10:58 am on Aug 16, 2022 (gmt 0)

WebmasterWorld Senior Member 10+ Year Member Top Contributors Of The Month



Don't know how this fits in, if at all, but, as I noted above, I put in a block if robots.txt appears in the referer.

This morning I had 7 hits on robots.txt, all within 20 seconds, from a "real" browser with SecFetch. Every IP was different but all from US. First three hits were Chrome on NT 6.1 (ie XP) UA, the others were MSIE-10 on NT 6.2 (both UAs blocked on my server anyway for being stupidly old OS)

lucy24

5:24 pm on Aug 16, 2022 (gmt 0)

WebmasterWorld Senior Member 10+ Year Member Top Contributors Of The Month



as I noted above, I put in a block if robots.txt appears in the referer
It would never have occurred to be to list robots.txt as bad_ref ... until this cluster started using it.

:: detour to archived logs, going back to late 2013, for some number-crunching ::

Requests giving robots.txt as referer
56% or a bit over half are requests for robots.txt

14% are for favicon.ico (on my sites, favicon is never explicitly named in the html, let alone in a .txt file, and most visitors are allowed to have it, if only because it's less work for the server than a 403)

18% are requests for / root, with the earliest in September 2017--and the second-earliest a full year later.

NO requests for any page other than root with robots.txt as referer

Noteworthy: 18% of all requests giving robots.txt as referer come from the present calendar year.

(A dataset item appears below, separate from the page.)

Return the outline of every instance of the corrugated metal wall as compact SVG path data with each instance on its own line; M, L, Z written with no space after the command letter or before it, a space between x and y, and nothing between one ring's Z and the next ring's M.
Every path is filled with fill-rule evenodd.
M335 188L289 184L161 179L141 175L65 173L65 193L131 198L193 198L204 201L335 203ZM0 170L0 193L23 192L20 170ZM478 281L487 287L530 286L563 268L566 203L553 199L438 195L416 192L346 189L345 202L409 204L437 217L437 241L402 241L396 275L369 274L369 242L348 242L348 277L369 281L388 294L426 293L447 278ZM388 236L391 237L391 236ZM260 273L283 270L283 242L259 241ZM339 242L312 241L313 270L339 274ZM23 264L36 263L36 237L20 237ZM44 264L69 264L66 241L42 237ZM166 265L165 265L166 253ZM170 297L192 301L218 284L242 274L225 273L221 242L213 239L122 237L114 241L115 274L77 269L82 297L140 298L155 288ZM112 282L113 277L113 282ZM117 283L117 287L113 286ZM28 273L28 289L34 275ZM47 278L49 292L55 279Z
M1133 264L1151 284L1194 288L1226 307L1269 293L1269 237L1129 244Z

Going purely by age of site, it should be well under 10%. So this looks like an up-and-coming behavior.

As long as I was there, I checked conversely for
robots.txt requests with a referer (of any kind). These are about three times as frequent as the reverse (robots.txt as referer), with the obvious auto-referer overlap

18.5% or a bit under 1/5 give robots.txt as the referer

only about 2% give / root as referer, and this was first seen in 2019.

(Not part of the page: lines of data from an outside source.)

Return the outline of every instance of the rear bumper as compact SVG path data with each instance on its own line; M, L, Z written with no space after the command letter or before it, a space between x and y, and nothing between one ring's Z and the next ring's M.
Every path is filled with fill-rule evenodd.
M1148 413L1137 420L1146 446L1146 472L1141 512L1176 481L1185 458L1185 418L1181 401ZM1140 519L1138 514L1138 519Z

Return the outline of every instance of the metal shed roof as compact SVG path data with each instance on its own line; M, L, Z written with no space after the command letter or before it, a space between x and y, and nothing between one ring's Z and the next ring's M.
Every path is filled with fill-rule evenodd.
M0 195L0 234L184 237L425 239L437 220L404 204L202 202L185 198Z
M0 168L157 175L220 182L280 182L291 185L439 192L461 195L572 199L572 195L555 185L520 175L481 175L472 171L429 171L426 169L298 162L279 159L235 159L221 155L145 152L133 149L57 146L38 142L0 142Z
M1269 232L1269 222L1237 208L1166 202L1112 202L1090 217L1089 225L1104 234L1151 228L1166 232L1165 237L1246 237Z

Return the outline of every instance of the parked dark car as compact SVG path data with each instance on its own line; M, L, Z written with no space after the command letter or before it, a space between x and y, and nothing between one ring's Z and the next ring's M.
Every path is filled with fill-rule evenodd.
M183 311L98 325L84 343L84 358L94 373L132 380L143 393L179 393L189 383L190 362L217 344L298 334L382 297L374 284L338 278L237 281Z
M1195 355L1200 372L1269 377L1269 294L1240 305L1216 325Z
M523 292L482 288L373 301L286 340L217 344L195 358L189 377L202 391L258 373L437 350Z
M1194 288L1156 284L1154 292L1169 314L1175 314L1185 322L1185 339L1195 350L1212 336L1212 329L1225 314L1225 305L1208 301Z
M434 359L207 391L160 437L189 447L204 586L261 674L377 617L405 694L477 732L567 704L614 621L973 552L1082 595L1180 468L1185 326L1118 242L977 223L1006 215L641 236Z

The rest are a miscellaneous batch ranging from google (yeah, right) to apparent referer spam, including a fair number from DuckDuckBot--whether real or fake I didn't bother to check--along with misspellings of my own site name such as "http:// www.example.com" [sic space] where it's really https://example.com.

All of this is a bit of a digression from the original theme of robot clusters, but robot behavioral psychology is an endlessly fascinating subject.

lucy24

8:50 pm on Aug 16, 2022 (gmt 0)

WebmasterWorld Senior Member 10+ Year Member Top Contributors Of The Month



Follow-up: After several clear days in a row, I got another one yesterday. Of 32 requests, 8 were for robots.txt (all served with the minimalist Disallow-everyone version) and a further 20 were blocked. The 4 that got in were referer-less requests for the root, which are pretty impossible to block when there are no header/IP/UA offenses.

This cluster, like the one before that, added a new and slightly worrying feature: it was followed within seconds by a to-all-appearances-human request for the interior page in question.

Oh, and Today I Learned ... that “ka” is the language code for Georgian, hence Accept-Language: ka-GE in about half the requests.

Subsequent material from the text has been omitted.